Brachial Neuritis is a condition of severe shoulder pain that usually radiates down the arm and up to the neck and scapula. It can also be referred to as neuralgic amyotrophy (NA) and/or parsonage-turner syndrome. The pain is sudden, severe and may last for a few weeks. This pain may disturb sleep! It usually occurs on its own without a history of trauma. The condition occurs more in males and it may occur at any age.
The position of comfort is the shoulder adducted with the elbow flexed. Neck movement and Valsalva’s maneuver do not increase the pain. Pain is increased by movement of the arm. Although the pain is severe and sudden, lasting at least a few weeks, the condition is usually under diagnosed or not diagnosed at all.
Weakness may be absent in the acute phase, however as the pain resolves, weakness of certain muscles will remain. The degree of weakness correlates with the severity of the initial pain.
The muscles that are commonly involved are the supraspinatus and the infraspinatus muscles. The suprascapular nerve is the most commonly involved followed by the deltoid, which is the abductor of the s shoulder innervated by the axillary nerve.

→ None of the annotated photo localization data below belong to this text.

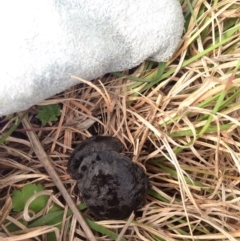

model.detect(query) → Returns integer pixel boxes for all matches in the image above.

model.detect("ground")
[0,0,240,240]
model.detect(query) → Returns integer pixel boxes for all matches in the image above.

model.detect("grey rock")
[0,0,184,116]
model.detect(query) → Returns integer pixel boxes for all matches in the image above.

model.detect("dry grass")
[1,0,240,240]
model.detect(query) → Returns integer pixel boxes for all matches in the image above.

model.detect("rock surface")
[0,0,184,116]
[68,136,150,220]
[68,136,124,180]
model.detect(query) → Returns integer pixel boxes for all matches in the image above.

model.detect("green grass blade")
[85,218,128,241]
[0,111,28,145]
[29,203,127,241]
[29,203,87,227]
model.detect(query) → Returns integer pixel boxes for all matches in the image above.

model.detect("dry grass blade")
[71,75,113,113]
[0,226,59,241]
[116,213,135,241]
[21,117,96,241]
[1,0,240,240]
[0,197,12,226]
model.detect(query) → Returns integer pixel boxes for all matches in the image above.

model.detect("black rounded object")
[68,135,124,180]
[68,136,150,220]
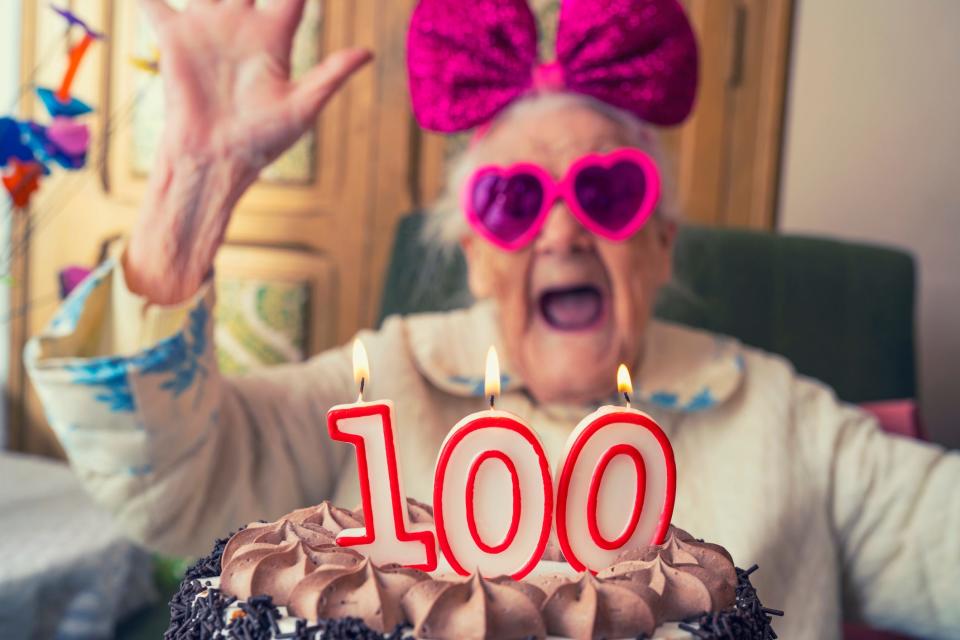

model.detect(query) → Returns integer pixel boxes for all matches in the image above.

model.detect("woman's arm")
[24,0,373,553]
[797,379,960,638]
[26,261,358,555]
[127,0,370,304]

The condition may occur bilaterally and may occur subclinically (only seen on an EMG). Muscle weakness may continue for a significant period of time. Sensory changes may be variable. If there is no sensory loss, this is a classic finding that confirms the diagnosis. There is a decreased sensation in a lot of cases. The lateral antebrachial cutaneous nerve is usually involved.

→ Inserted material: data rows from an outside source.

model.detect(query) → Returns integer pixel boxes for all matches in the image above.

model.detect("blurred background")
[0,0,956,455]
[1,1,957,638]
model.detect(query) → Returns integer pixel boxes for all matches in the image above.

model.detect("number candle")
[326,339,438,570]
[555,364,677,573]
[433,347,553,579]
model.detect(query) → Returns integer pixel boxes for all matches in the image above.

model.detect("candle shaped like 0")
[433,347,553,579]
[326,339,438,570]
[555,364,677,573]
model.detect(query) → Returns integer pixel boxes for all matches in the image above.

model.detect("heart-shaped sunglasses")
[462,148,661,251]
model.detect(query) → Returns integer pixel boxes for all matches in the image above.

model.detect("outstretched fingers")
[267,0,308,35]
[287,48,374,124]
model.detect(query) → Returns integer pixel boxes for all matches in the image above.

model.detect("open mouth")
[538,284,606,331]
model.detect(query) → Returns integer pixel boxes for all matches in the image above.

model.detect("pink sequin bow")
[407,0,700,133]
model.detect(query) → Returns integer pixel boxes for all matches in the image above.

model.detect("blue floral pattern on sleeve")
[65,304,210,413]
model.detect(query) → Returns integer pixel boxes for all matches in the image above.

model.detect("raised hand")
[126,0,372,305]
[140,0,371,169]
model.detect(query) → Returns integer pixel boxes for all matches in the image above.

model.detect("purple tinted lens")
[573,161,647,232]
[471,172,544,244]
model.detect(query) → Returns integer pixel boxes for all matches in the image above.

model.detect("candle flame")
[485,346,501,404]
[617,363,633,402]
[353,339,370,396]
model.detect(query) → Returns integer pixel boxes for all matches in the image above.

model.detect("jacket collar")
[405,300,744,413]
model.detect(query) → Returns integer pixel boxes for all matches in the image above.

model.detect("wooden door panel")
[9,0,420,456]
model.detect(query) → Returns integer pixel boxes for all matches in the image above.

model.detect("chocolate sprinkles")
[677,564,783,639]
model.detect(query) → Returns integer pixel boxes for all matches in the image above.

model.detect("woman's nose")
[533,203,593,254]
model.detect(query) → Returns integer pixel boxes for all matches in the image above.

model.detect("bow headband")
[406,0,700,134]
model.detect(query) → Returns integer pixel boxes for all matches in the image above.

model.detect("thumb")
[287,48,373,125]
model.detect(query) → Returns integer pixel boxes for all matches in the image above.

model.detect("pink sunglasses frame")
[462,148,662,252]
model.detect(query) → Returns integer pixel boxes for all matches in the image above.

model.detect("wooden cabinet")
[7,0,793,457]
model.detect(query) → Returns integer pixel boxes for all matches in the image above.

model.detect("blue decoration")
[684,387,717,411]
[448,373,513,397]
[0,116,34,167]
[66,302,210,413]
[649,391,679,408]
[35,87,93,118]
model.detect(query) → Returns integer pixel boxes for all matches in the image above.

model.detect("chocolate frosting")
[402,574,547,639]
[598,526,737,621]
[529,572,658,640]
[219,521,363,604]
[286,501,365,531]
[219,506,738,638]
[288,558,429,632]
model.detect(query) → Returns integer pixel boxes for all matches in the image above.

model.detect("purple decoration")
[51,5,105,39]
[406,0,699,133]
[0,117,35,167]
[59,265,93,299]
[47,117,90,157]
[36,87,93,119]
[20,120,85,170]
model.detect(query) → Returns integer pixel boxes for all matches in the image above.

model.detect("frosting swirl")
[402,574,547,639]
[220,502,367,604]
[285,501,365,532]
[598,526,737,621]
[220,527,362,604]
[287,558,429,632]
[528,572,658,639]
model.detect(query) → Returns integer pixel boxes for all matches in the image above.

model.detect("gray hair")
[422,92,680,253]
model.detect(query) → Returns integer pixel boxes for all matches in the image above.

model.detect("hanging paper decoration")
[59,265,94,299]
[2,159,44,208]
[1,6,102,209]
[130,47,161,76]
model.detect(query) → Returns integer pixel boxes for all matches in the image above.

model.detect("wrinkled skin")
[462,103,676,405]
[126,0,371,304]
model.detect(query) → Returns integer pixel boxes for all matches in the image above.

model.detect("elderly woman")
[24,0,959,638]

Motor changes predominantly occur over sensory changes and can involve the brachial plexus from C5-T1 with a variable degree of weakness. It can affect more than one nerve branch with certain patterns of involvement can be seen on the MRI.
It is a benign, self-limiting problem with 90% of patients returning to near normal condition in about 3 years. Only about 1/3 of the patients will recover at about 1 year. The etiology of brachial plexus neuritis is unknown.
Hyperintense muscles involved in the sagittal plane (supraspinatus, infraspinatus, and deltoid). In advanced cases, the muscles will either be atrophied or have fatty infiltration.
EMG and Nerve studies are helpful for the diagnosis and the prognosis. In the first 4 weeks, there will be acute denervation in the roots and the peripheral nerves. EMG may be abnormal for up to 7 years after the diagnosis.
Rule out other conditions such as radiculopathy from a herniated disc. This can be excluded from imaging of the cervical spine. Other conditions that may be considered differential diagnoses are adhesive capsulitis and lyme disease. There are two particular conditions that are very interesting with acute brachial neuritis. The first is bilateral interosseous nerve palsy, which is caused by viral brachial neuritis. The patient has the inability to do the Ok sign. It is motor loss that follows intense shoulder pain and usually the condition resolves with time.
The second condition is winging of the scapula. The serratus anterior muscle involvement may cause dull aches and pain. Acute, sudden severe pain consider with acute brachial neuritis that involves the C7 nerve root. C7 nerve root gives the long thoracic nerve, which innervates the serratus anterior muscle. If the patient has severe shoulder pain and winging of the scapular rule out brachial neuritis!
The treatment includes rest, observation and steroid injections. Avoid using a sling, a sling will cause flexion and internal rotation contracture of the shoulder. The sling may also cause a stiff elbow.